A college professor tries to have sex with one of his students and pays the price. If that bare outline were the only thing Richard Levine’s Submission had on its mind, it would still have the advantage of up-to-the-minute topicality. But director Levine’s ultra-contemporary drama, which he adapted from Francine Prose’s novel, is not just an account of an open-and-shut case of sexual harassment. It’s also a bit more complicated than a simple cautionary tale.
In a combination of Prose’s writing, Levine’s trip-hammer procedural direction, and actor Stanley Tucci’s skill at conveying the lead character’s compulsive self-destruction, Submission lays out the cultural question of the day on a table and watches it quiver, never quite offering help yet probing it, as if with a large fork, in excruciating detail. What is this thing called sexual harassment? Creative writing prof Ted Swenson (Tucci) assumes the role of pitiful example willingly, almost reflexively, the instant he calls on Angela (Addison Timlin), the brightest student in a classroom full of schlubs.
By most standards, Ted is already a failure before we even meet him. With one very modestly received novel under his belt and its follow-up undergoing a difficult gestation, Ted is hiding from his publisher at an out-of-the-way, “lower-tier” small college in New England, with his wife (Kyra Sedgwick) and university-age daughter (Colby Minifie) in tow. His writer’s block gives every indication of being insurmountable. That, and trying to teach the writing of fiction — let alone critical thought — to his students, is slowly driving him toward a desperate act. We know all this because Ted tells it to us in voiceover. Angela, too, shares her thoughts that way, in smaller doses, once we reach the point of no return. Through Ted’s interior monologue, we see the root of his complaint.

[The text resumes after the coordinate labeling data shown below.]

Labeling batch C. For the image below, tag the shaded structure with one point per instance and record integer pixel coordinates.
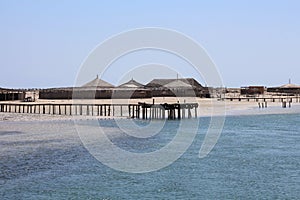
(138, 111)
(183, 87)
(131, 90)
(11, 94)
(252, 90)
(95, 89)
(291, 89)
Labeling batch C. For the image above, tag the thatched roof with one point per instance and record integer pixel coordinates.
(98, 83)
(178, 84)
(290, 86)
(164, 82)
(131, 84)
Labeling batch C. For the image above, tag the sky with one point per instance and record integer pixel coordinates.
(44, 43)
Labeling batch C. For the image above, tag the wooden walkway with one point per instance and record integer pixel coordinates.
(264, 99)
(138, 111)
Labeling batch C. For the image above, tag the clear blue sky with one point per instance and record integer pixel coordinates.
(43, 43)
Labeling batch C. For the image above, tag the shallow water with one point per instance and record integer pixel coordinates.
(256, 157)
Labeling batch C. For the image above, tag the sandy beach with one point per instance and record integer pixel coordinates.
(207, 108)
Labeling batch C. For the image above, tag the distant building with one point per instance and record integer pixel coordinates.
(95, 89)
(183, 87)
(100, 89)
(131, 90)
(252, 90)
(11, 94)
(287, 89)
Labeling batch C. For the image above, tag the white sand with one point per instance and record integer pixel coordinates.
(207, 107)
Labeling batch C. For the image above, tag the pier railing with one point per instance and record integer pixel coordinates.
(139, 111)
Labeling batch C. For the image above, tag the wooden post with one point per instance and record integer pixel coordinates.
(129, 114)
(189, 112)
(87, 109)
(178, 111)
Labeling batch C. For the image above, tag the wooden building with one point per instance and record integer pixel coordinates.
(286, 89)
(183, 87)
(252, 90)
(11, 94)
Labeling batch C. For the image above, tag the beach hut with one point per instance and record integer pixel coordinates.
(287, 88)
(131, 90)
(183, 87)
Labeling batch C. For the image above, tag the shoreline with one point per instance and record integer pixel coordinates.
(207, 108)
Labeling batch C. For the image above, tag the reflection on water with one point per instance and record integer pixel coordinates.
(256, 157)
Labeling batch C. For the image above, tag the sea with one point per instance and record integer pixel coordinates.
(255, 157)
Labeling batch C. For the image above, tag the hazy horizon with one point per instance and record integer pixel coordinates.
(43, 44)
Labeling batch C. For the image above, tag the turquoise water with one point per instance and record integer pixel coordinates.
(256, 157)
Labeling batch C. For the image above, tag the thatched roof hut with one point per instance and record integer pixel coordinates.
(98, 83)
(131, 84)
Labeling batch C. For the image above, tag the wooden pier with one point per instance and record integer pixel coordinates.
(139, 111)
(264, 99)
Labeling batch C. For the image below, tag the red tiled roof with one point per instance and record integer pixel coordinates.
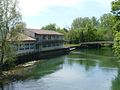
(26, 38)
(47, 32)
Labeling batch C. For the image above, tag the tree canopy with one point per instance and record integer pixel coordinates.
(10, 26)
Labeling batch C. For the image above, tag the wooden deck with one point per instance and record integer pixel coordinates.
(97, 42)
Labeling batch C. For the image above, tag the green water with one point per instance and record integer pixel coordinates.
(87, 69)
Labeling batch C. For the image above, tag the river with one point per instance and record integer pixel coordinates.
(85, 69)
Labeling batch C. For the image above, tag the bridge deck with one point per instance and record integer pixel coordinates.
(98, 42)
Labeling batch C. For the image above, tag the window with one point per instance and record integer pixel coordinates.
(26, 46)
(31, 46)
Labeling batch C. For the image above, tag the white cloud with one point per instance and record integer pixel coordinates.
(34, 7)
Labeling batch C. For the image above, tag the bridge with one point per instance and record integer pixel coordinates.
(96, 42)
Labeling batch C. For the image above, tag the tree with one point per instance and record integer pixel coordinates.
(10, 27)
(116, 46)
(116, 8)
(107, 21)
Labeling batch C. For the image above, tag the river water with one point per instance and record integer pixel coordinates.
(86, 69)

Prose titled her novel Blue Angel, evidently for its similarities to Der blaue Engel, the Josef von Sternberg-Marlene Dietrich film about a stuffy old professor’s ruinous fascination with a young cabaret performer. Seen from here, Ted’s predicament has more in common with Oleanna, David Mamet’s two-character, teacher-pupil histrionic slugfest, a brilliant victim-predator paradox. Or perhaps Irrational Man, in which a philosophy prof’s midlife crisis takes a lethal turn, made by Woody Allen, who has his own set of difficulties with younger females. Vladimir Nabokov’s Lolita also comes to mind, in both its Stanley Kubrick and Adrian Lyne versions. We can imagine those films gathered together in a mini-festival celebrating middle-aged male folly in uptight academia, alongside Hart Bochner’s irreverent 1994 comedy PCU, with political correctness played for youth-market laughs.

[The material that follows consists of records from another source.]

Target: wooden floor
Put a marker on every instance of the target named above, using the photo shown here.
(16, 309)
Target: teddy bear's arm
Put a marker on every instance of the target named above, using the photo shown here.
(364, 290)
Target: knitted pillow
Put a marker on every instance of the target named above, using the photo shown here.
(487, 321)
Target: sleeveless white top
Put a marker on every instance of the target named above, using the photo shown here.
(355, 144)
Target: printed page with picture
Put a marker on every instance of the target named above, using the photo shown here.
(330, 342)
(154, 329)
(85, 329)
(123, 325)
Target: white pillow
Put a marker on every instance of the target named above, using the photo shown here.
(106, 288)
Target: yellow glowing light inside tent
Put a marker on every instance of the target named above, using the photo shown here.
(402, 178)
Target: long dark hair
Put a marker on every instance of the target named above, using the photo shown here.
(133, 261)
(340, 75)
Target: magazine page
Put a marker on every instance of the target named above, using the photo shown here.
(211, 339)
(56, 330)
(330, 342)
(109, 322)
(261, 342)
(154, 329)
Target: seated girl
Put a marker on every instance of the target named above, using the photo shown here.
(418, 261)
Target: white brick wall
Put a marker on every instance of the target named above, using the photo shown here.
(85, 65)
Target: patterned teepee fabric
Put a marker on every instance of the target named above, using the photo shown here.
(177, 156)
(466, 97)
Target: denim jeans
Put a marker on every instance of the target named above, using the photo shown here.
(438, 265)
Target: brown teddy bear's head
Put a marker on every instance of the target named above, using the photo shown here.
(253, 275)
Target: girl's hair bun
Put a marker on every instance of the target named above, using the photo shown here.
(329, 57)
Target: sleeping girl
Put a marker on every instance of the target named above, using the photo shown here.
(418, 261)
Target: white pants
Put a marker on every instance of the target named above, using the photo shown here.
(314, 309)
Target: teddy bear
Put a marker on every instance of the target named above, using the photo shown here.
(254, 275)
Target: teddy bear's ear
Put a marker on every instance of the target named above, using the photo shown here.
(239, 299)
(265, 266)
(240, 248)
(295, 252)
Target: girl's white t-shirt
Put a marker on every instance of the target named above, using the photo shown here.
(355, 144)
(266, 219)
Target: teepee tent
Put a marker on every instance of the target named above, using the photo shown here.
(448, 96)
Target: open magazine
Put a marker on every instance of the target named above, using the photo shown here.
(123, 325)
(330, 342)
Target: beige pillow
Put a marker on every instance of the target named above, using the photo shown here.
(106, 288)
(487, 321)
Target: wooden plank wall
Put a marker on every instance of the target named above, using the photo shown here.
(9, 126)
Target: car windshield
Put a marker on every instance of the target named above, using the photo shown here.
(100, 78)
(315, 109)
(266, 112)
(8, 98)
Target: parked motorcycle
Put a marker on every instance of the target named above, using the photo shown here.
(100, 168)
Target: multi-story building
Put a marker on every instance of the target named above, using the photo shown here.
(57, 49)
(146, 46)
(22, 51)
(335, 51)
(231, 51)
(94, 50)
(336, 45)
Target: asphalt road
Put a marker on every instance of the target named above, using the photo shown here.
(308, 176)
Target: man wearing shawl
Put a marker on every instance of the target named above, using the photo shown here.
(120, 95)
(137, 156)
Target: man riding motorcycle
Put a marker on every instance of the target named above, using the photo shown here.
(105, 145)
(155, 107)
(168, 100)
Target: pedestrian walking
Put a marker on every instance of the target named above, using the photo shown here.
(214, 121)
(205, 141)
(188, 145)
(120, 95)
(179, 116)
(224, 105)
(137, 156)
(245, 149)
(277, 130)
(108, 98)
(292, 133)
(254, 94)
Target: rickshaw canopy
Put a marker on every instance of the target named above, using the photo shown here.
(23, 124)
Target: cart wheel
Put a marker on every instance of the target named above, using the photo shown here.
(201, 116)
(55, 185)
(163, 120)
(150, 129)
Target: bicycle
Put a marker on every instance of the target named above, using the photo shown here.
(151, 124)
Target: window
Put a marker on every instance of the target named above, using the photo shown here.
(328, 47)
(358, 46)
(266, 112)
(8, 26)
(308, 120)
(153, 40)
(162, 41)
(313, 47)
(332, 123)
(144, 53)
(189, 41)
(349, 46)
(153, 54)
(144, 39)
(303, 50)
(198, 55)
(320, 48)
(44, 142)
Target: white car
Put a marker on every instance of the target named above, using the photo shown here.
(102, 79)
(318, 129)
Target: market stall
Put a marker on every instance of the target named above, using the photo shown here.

The subtext of Ted’s story, so-called political correctness, has by now been reduced to the status of tiresome rhetorical punching bag. No one, not even the most vicious rightwing political prankster, owns it and no one especially wants to. But that doesn’t prevent veteran TV hand Levine from devoting Submission‘s juiciest scene to Ted’s embarrassing performance at a faculty dinner party. It’s the film’s funniest scene, the moment of his downfall. Brought to a suitable lather by Marmite hors-d’oeuvres, general academic pettiness, and his colleagues’ incessant moaning over the student body’s “coddled” shallowness — the profs are shocked to learn that students object to studying the work of a child molester, Edgar Allan Poe — Ted’s inner demons run loose. After that, the poor guy’s bumbling encounters with Angela are a foregone conclusion. The room falls silent, and another clueless fool slides into the pit.

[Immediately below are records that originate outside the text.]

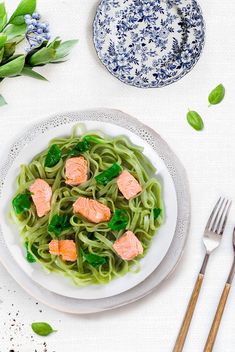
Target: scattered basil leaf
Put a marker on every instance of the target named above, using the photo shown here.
(80, 147)
(30, 258)
(28, 71)
(195, 120)
(53, 156)
(217, 95)
(119, 220)
(42, 56)
(156, 213)
(106, 176)
(25, 7)
(42, 329)
(93, 259)
(59, 223)
(14, 31)
(2, 101)
(13, 67)
(21, 203)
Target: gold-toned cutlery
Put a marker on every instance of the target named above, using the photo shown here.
(220, 309)
(211, 238)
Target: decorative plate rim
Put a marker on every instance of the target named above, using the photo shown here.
(180, 181)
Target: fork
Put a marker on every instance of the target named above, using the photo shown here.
(220, 310)
(211, 238)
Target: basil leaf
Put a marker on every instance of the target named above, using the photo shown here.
(42, 329)
(106, 176)
(12, 68)
(64, 49)
(195, 120)
(30, 258)
(25, 7)
(3, 16)
(3, 39)
(156, 213)
(119, 220)
(217, 95)
(80, 147)
(53, 156)
(2, 101)
(42, 56)
(93, 259)
(13, 31)
(59, 223)
(21, 203)
(28, 71)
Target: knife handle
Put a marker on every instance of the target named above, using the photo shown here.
(188, 315)
(218, 316)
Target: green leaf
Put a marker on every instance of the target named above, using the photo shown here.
(156, 213)
(21, 203)
(13, 31)
(217, 95)
(93, 259)
(28, 71)
(53, 156)
(64, 49)
(106, 176)
(29, 256)
(42, 329)
(2, 101)
(3, 16)
(25, 7)
(119, 220)
(59, 223)
(42, 56)
(195, 120)
(3, 39)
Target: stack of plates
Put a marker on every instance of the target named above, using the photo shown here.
(166, 249)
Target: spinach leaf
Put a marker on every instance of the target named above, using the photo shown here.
(93, 259)
(21, 202)
(217, 95)
(42, 329)
(25, 7)
(53, 156)
(119, 220)
(59, 223)
(80, 147)
(106, 176)
(30, 258)
(195, 120)
(156, 213)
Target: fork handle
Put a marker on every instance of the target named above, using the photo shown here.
(218, 316)
(188, 315)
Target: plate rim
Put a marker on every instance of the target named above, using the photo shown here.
(108, 115)
(171, 81)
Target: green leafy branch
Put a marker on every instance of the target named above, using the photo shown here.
(13, 32)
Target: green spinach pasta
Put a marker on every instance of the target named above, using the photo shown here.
(88, 207)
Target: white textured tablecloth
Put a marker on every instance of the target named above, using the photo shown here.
(152, 324)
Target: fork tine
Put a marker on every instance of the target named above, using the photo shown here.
(214, 211)
(220, 229)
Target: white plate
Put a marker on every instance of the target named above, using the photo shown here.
(58, 283)
(174, 253)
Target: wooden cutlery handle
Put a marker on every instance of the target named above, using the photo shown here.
(188, 315)
(218, 316)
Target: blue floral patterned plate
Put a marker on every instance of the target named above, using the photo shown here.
(149, 43)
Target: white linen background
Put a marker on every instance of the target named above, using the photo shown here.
(151, 324)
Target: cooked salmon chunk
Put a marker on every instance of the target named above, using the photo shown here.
(65, 248)
(92, 210)
(41, 195)
(128, 246)
(76, 171)
(128, 185)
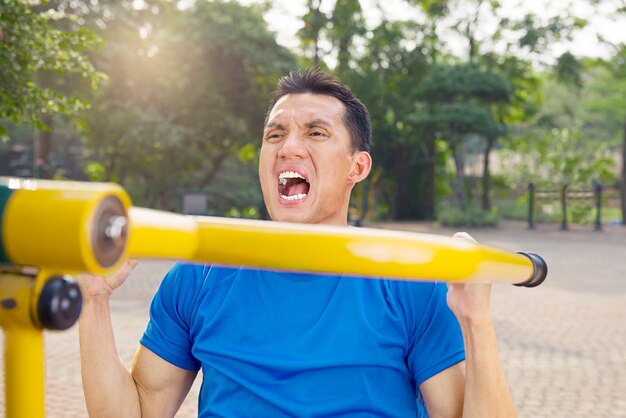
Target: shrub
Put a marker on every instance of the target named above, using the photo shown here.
(454, 217)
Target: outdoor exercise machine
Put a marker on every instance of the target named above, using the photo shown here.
(52, 230)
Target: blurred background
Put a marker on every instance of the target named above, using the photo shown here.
(471, 101)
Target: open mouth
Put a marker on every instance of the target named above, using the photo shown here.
(292, 186)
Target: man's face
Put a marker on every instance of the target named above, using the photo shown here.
(306, 167)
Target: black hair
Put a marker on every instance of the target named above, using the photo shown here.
(313, 80)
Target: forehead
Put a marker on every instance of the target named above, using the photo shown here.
(301, 107)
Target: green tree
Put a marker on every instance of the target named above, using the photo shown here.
(187, 90)
(33, 50)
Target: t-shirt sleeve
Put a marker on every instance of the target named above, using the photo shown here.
(168, 332)
(435, 338)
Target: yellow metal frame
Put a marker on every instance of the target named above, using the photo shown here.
(58, 227)
(23, 353)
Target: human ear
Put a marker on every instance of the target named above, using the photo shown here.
(361, 166)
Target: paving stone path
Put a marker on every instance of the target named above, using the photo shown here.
(563, 344)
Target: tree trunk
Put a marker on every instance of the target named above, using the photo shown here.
(43, 147)
(623, 179)
(459, 186)
(431, 167)
(486, 180)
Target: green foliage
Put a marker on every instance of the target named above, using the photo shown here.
(32, 50)
(472, 217)
(558, 156)
(183, 97)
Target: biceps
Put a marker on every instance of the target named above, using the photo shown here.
(443, 393)
(162, 387)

Tucci, Sedgwick, and all-purpose millennial Timlin (Like Me; Fallen) handle their emblematic roles with precision. If Tucci’s Ted (nice hairpiece!) represents the sacrificial goat, then Timlin’s honey trap Angela, with her tell-all confession of a phone-sex provider, is the post-literate innocent who inherits the earth. Angela keeps her eye on the ball, Ted doesn’t. The archly titled Submission is an equal-opportunity panorama of folly, a fictional quagmire to help keep our minds off the real one all around us.
Directed by Richard Levine. With Stanley Tucci and Addison Timlin. Opens Friday.